O STF e o crime tributário

Victor Humberto Maizman

De acordo com a legislação penal em vigor, a ausência do pagamento de tributos resulta na ocorrência de crime contra a ordem tributária. Porém, em face de graves dificuldades financeiras, os dirigentes das empresas vieram a se deparar com dilemas acerca de quais despesas e dívidas escolheriam por adimplir, considerando inclusive o risco de impossibilidade de manutenção da atividade empresarial e até mesmo de não conseguir pagar os salários dos funcionários contratados, havendo por vezes, a decisão pelo não cumprimento de algumas obrigações tributárias em razão de tais dificuldades.

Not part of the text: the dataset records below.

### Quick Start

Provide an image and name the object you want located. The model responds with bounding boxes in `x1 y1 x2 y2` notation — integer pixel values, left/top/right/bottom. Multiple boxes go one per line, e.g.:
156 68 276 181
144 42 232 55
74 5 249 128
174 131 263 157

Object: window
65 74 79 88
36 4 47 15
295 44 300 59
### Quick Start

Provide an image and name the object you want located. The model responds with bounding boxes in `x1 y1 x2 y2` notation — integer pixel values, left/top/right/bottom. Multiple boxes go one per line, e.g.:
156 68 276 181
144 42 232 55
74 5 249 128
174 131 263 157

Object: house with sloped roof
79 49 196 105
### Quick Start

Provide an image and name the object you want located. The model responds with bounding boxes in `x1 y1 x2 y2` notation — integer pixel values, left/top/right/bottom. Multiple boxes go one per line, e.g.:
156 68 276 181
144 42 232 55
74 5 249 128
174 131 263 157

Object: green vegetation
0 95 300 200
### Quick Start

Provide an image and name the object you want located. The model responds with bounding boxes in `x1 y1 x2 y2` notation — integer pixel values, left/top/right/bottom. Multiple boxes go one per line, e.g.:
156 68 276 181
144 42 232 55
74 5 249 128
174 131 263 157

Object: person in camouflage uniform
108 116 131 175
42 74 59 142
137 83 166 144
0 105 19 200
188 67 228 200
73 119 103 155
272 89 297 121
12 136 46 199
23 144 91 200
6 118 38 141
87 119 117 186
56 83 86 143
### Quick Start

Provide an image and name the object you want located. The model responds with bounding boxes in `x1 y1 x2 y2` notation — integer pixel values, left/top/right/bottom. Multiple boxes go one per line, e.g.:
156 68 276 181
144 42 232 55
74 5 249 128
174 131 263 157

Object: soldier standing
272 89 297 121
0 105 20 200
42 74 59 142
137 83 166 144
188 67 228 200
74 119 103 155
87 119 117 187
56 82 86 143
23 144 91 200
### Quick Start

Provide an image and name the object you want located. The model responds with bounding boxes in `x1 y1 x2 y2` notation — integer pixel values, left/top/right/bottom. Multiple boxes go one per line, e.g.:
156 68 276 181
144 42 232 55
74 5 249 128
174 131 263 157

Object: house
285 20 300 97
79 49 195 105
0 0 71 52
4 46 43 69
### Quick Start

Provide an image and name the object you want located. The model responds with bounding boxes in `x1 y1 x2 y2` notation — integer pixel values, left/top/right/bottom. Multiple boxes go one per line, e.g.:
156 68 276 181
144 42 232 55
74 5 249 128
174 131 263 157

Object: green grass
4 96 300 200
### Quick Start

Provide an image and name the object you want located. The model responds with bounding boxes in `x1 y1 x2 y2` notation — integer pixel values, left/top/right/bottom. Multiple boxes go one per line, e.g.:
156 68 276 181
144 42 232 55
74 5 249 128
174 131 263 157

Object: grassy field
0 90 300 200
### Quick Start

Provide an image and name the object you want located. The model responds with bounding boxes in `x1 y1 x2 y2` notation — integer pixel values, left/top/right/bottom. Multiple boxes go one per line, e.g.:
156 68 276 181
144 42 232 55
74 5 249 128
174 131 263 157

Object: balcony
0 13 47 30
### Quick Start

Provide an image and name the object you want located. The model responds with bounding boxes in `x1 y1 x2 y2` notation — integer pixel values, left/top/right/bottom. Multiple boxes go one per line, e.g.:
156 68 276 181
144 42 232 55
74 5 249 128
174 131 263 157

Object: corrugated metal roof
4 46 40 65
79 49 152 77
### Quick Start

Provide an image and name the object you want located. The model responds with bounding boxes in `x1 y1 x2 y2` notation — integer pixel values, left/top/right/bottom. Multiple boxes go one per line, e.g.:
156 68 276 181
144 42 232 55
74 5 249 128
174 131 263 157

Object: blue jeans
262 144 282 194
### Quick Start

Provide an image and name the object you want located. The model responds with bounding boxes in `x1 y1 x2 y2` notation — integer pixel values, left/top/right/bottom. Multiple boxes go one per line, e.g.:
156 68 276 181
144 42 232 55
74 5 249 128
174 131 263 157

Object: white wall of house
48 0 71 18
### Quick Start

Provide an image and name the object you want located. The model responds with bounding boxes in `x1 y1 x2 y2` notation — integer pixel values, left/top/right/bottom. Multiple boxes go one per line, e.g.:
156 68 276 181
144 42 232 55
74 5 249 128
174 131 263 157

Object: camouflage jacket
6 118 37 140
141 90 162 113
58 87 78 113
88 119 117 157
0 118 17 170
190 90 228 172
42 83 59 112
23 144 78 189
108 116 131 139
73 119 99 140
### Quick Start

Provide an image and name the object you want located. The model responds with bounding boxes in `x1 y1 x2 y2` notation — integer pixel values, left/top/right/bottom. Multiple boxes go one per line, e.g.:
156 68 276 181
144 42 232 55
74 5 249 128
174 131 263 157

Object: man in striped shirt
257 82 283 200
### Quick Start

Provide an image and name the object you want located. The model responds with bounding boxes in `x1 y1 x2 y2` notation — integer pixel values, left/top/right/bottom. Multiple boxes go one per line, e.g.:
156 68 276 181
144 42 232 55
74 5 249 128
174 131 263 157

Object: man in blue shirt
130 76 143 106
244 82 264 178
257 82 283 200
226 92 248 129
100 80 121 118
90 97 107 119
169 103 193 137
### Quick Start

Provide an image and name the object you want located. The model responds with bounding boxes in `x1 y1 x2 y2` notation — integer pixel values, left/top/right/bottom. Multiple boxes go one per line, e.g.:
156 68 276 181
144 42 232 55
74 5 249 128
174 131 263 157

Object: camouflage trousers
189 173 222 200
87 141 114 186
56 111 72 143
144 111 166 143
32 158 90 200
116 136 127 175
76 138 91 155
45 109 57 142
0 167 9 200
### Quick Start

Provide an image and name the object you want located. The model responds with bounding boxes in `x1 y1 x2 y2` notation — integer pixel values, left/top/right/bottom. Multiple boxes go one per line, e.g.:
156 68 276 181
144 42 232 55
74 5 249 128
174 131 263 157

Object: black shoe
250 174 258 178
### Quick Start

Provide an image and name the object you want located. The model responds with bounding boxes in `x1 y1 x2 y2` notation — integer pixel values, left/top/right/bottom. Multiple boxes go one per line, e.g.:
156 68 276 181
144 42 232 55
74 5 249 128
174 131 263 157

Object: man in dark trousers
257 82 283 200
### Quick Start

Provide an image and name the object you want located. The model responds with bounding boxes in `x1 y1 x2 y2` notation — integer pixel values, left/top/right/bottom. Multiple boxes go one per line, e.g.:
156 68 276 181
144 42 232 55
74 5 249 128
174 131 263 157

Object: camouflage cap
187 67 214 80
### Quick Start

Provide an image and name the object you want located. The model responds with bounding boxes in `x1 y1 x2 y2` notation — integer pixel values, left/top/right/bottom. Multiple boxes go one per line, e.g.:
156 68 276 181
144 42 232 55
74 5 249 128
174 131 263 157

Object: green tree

Em razão deste aspecto de ordem financeira, os Tribunais vem adotando a tese defensiva de exclusão da configuração de crimes tributários nos casos de graves dificuldades financeiras da empresa, desde que reste devidamente comprovado que o não recolhimento do tributo se deu em um contexto de crise grave o suficiente para não haver outra alternativa que não implicasse na impossibilidade do pagamento de funcionários e pelo fato de que não houve fraude, mas apenas o não recolhimento dos tributos devidos.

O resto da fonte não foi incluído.